Se você é a pessoa que depende desse número para escolher como será sua alimentação, e seu humor depende disso: hora de repensar a balança. Tem muita gente que quando vê que ganhou peso faz restrição, e quando vê que perdeu peso, aproveita para ‘celebrar' ou restringir ainda mais. E nenhuma das duas atitudes faz sentido nenhum.

O ato de subir na balança também pode provocar muita ansiedade. Tem gente que gostaria de estar com um peso menor, com um corpo menor, mas não se pesa há anos. Tem na memória aquele número de anos atrás, quando a vida era diferente. Ao subir na balança e ver que esse número mudou, o sofrimento é intenso. Para uns, tão intenso que decisões drásticas são tomadas nesse momento: dietas malucas, remédios sem necessidade, e até piora em quadros depressivos e ansiosos.

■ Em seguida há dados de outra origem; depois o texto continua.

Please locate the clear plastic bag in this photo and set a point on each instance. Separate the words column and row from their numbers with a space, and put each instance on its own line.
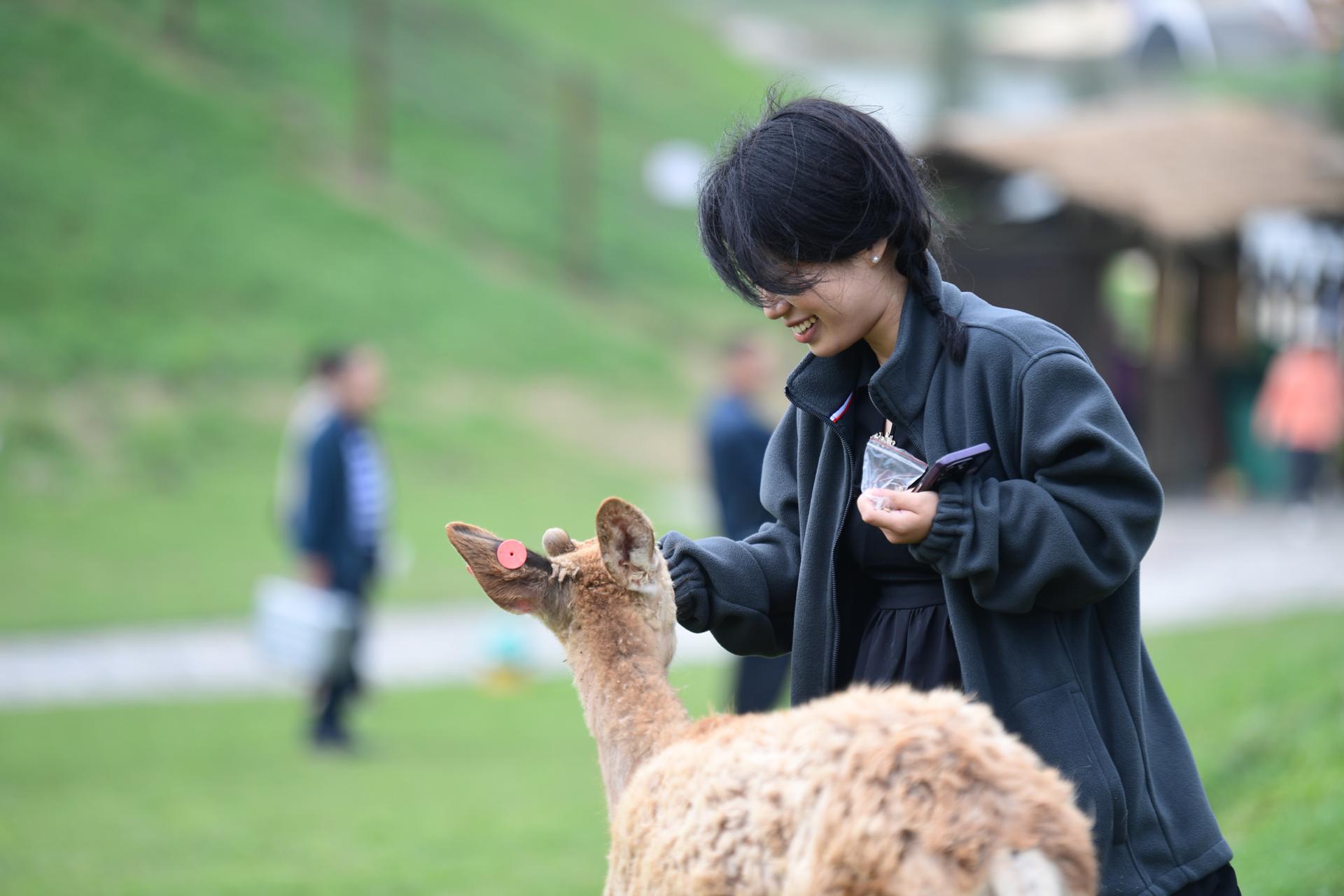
column 886, row 466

Não há uma fórmula certa para se pesar: 1 vez por semana, 1 vez por mês, todos os dias… Subir e olhar o número lá pode afetar muito ou nada - depende de cada um. Mas de maneira geral, eu não acho fundamental.

Uma vez que subimos na balança e ficamos presos num peso objetivo, esquecemos do nosso corpo. Damos lugar a um número ao invés da nossa consciência corporal. Quem nunca se sentiu melhor na própria pele mas ao subir na balança não viu mudança e se sentiu frustrado? E quem nunca está satisfeito, apesar de toda as coisas ao redor estarem muito bem, obrigada?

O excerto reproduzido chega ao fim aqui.